Coulter suggested that the reason that Bush treated Reid as a criminal defendant rather than as a enemy combatant was because the Pentagon’s Gitmo prison camp was mired in litigation, including Supreme Court rulings adverse to the government, followed by congressional approval of a military tribunal system, followed by more litigation. Coulter suggested that all this litigation mess motivated Bush to prosecute Reid in the federal criminal justice system rather than in the military-tribunal system.
Like I say, ridiculous and inane! Litigation mess or no mess, there was nothing preventing Bush from treating Reid as an enemy combatant. After all, didn’t he continue treating Jose Padilla and Ali-al-Marri as enemy combatants for years, notwithstanding the litigation mess, not to mention all the men held as prisoners at Gitmo for several years while the litigation was taking place? We didn’t see Bush transforming them into criminal defendants because of the litigation mess, did we? In fact, the only reason that Bush suddenly converted Padilla from enemy combatant to criminal defendant was to avoid a Supreme Court review of a Court of Appeals decision upholding Padilla’s status as an enemy combatant.
What Coulter and O’Reilly obviously want to avoid confronting is the wholesale transformation of our constitutional order that Bush and his people effected after 9/11, without even the semblance of a constitutional amendment. It’s a transformation that even makes FDR’s infamous court-packing scheme look like child’s play, a transformation that Obama has obviously embraced with relish.
Terrorism is a federal crime listed as such in the U.S. Code. That’s why suspected terrorists have always been indicted and prosecuted in federal district court. Examples include Ramzi Yousef, the 1993 WTC bomber, Zacharias Moussaoui, the 9/11 conspirator bomber, and Timothy McVeigh, the Oklahoma City bomber.
What changed? After 911, Bush and Vice President Cheney simply decided to call 9/11 an act of war, which they claimed empowered them to treat suspected terrorists as enemy combatants, subject to being turned over to the military and denied all the procedural rights that criminal defendants had long been accorded.
That’s it! Just a simple decision by Bush and Cheney, but one that constituted a revolutionary transformation of America’s constitutional order. Cheney confirmed this in his recent interview with ABC News’ “This Week”:
“I think it’s — it’s very important to go back and keep in mind the distinction between handling these events as criminal acts, which was the way we did before 9/11, and then looking at 9/11 and saying, This is not a criminal act, not when you destroy 16 acres of Manhattan, kill 3,000 Americans, blow a big hole in the Pentagon. That’s an act of war. And what the administration was slow to do was to come to that — that recognition that we are at war, not dealing with criminal acts.”
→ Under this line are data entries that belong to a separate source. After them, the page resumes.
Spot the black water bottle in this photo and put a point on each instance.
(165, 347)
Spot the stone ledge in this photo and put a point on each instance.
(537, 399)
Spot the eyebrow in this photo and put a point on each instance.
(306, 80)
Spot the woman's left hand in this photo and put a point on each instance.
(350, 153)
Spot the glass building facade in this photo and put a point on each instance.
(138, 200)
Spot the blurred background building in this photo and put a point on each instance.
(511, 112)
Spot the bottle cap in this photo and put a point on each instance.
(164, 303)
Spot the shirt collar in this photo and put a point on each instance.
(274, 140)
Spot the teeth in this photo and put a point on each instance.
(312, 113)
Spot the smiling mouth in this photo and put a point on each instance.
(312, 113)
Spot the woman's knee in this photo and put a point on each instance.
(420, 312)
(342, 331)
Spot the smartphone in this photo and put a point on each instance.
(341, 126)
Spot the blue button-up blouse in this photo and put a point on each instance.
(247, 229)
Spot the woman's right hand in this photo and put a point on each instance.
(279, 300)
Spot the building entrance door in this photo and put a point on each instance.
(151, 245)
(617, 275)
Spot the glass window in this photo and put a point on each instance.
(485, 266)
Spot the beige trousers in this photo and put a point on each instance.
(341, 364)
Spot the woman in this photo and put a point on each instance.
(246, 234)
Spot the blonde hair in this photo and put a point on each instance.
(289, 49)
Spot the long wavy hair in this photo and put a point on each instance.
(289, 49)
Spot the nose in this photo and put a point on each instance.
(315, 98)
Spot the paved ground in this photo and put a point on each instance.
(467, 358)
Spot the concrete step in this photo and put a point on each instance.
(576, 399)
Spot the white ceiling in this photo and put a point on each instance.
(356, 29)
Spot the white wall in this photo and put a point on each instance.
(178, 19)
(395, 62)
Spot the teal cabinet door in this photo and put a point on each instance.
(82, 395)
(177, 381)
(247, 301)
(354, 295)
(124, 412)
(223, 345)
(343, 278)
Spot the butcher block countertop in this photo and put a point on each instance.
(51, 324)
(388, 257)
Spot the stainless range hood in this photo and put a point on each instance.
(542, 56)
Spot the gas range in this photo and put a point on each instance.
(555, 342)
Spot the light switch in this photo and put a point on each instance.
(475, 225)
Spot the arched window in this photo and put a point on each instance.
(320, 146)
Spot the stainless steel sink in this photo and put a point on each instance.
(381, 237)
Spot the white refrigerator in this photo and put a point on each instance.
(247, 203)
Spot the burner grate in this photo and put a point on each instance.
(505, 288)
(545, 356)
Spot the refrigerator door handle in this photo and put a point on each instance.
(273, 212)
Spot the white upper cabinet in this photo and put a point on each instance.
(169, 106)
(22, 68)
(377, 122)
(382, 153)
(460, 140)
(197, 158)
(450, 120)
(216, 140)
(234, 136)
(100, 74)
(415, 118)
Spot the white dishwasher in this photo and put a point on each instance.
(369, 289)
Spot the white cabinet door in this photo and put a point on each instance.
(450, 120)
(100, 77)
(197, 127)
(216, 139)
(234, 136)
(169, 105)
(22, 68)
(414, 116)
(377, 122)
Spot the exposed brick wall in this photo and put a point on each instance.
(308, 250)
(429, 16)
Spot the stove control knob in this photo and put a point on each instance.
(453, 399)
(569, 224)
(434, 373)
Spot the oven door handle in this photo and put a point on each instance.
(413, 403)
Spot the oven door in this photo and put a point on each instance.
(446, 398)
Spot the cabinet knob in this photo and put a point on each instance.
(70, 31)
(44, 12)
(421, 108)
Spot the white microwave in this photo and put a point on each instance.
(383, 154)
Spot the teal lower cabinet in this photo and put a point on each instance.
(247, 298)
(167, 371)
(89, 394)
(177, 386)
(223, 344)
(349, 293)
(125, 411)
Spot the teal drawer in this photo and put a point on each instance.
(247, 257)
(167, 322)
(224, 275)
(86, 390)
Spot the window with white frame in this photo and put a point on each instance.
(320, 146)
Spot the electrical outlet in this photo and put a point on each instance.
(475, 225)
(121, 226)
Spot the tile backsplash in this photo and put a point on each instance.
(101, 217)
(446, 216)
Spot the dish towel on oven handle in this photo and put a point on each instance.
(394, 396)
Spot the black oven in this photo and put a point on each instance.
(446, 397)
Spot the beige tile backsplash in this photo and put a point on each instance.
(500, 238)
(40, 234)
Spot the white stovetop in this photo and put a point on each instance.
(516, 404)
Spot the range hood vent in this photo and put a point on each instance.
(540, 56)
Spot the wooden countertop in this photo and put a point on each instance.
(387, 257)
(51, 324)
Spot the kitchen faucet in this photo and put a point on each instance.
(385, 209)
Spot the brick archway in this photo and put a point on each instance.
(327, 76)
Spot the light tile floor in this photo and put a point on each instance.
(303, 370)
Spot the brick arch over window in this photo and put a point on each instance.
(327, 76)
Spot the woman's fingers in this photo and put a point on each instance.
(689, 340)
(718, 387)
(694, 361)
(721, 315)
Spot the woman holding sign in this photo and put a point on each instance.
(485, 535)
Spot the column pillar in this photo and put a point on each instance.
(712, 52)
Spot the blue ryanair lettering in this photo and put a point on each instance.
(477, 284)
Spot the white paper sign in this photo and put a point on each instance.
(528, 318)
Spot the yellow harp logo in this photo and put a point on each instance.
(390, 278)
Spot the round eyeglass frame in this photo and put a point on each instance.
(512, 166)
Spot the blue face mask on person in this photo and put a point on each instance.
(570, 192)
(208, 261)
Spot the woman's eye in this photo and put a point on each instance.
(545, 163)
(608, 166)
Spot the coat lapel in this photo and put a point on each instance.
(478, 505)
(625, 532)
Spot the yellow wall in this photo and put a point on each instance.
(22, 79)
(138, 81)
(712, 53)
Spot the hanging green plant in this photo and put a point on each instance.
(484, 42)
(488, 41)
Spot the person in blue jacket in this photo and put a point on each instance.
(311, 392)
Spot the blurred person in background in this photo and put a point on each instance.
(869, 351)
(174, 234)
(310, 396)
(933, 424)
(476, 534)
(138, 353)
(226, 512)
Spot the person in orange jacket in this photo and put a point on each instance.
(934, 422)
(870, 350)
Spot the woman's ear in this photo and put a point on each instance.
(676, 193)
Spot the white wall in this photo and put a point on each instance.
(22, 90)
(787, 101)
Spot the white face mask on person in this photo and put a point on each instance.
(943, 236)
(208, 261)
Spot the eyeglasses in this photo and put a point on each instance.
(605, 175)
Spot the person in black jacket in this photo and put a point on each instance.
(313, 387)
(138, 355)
Yet, in deciding that this particular crime was an act of war rather than a criminal offense, what Cheney failed to point out was that he and Bush did not totally abandon the criminal-defendant route established by the Constitution. After all, let’s not forget that after making this momentous decision, they actually treated 9/11 co-conspirator Moussaoui as a criminal defendant, securing a federal grand-jury indictment against him and prosecuting him as a criminal defendant.
So, why have both Bush and Obama continued to treat some suspected terrorists as criminal defendants. Because they’re still not sure how far to push their new order of things.
Their ideal is obviously to have the power to round up anyone they want, including Americans, incarcerate them, torture them, and even execute them, all without a genuine trial and due process of law and all by simply labeling people terrorists
But to ensure that Americans don’t get too alarmed over this wholesale transformation of their constitutional order, as Americans did, for example, when President Franklin Roosevelt proposed his infamous court-packing scheme, U.S. officials are still preserving and using the judicial system established by the Constitution in terrorist cases while no doubt hoping to abandon it entirely at some point in the future for full military jurisdiction over terrorist cases, including those involving Americans.
Too bad that O’Reilly didn’t ask Coulter to justify this dual-track, ad hoc, arbitrary system established by Bush and continued by Obama. It would have been fun seeing her come up with a justification for it.